In questo angolo della Campania, dove il mare incontra la terraferma in un abbraccio spesso fragile, le operazioni coordinate dalla Procura di Santa Maria Capua Vetere e dai Carabinieri stanno riportando alla luce il passato dell’ex Villaggio Coppola. Costruito dall’imprenditore Cristoforo Coppola – già tristemente famoso per le sue torri abusive, poi demolite – questo complesso residenziale e sportivo nasconde ora un capitolo oscuro. Le pale meccaniche lavorano instancabilmente, perforando terreni che un tempo ospitavano sogni di vacanze esclusive, ma che potrebbero celare inquinamento e corruzione.
Tutto ha origine da un’intercettazione del 2018, legata all’inchiesta sulla clinica Pineta Grande, dove un indagato, in un dialogo confidenziale con un complice, rievocava il 1990 come “un ricordo ‘di repertorio’”. In quell’anno, durante i lavori per i campi da golf, emersero rifiuti speciali, un problema che l’imprenditore Coppola risolse con una mossa drastica: una tangente di un milione e mezzo di lire all’allora comandante della Guardia Costiera di Castel Volturno. I rifiuti sparirono nel nulla, insieme a ogni traccia di indagine, lasciando solo un’eco di complicità.

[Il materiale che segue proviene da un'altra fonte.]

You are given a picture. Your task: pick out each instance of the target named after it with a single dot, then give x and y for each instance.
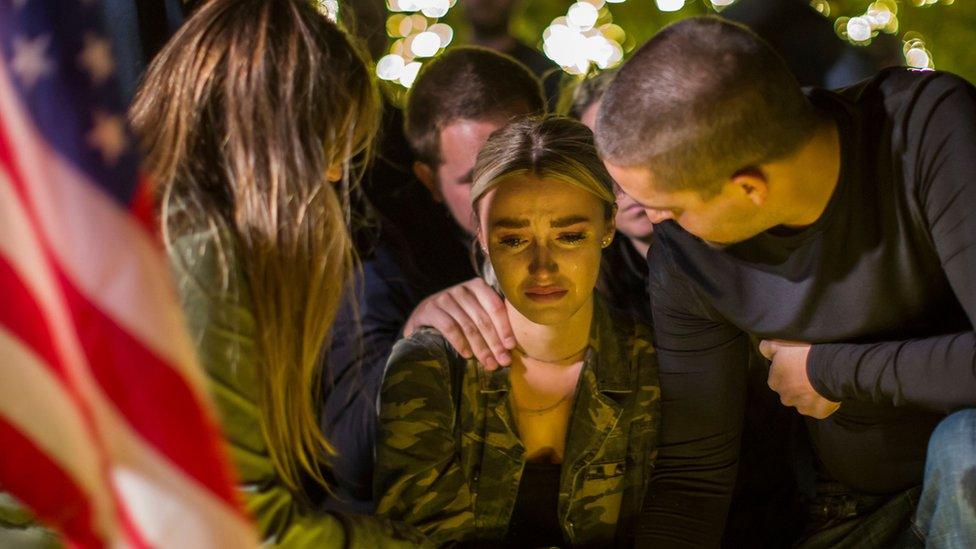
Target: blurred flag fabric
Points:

Oggi, a più di tre decenni di distanza, quelle ruspe tornano sullo stesso suolo, “costatando la situazione ambientale” e portando alla superficie rifiuti ferrosi che raccontano una storia più ampia. È come se il territorio stesso stesse sussurrando i suoi avvertimenti: cosa si nasconde sotto i fairway, quel manto impeccabile che per anni ha attirato visitatori, ignorando le ferite inflitte alla comunità? Per gli abitanti di Castel Volturno, questo non è solo un’indagine, ma un riflesso di come l’inquinamento e gli affari illeciti abbiano intaccato il tessuto sociale, erodendo fiducia e salute in un’area già provata da decenni di sfide ambientali.
Questa vicenda intreccia ecomafie, appalti corrotti e resort che promettevano benessere ma hanno lasciato eredità avvelenate, un tango tra ambizioni senza freni e funzionari compiacenti. Mentre le benne delle ruspe scandiscono un ritmo inesorabile, ci si domanda se questa sia solo la punta di un iceberg più vasto, un monito per comunità come questa che lottano per reclamare il proprio futuro.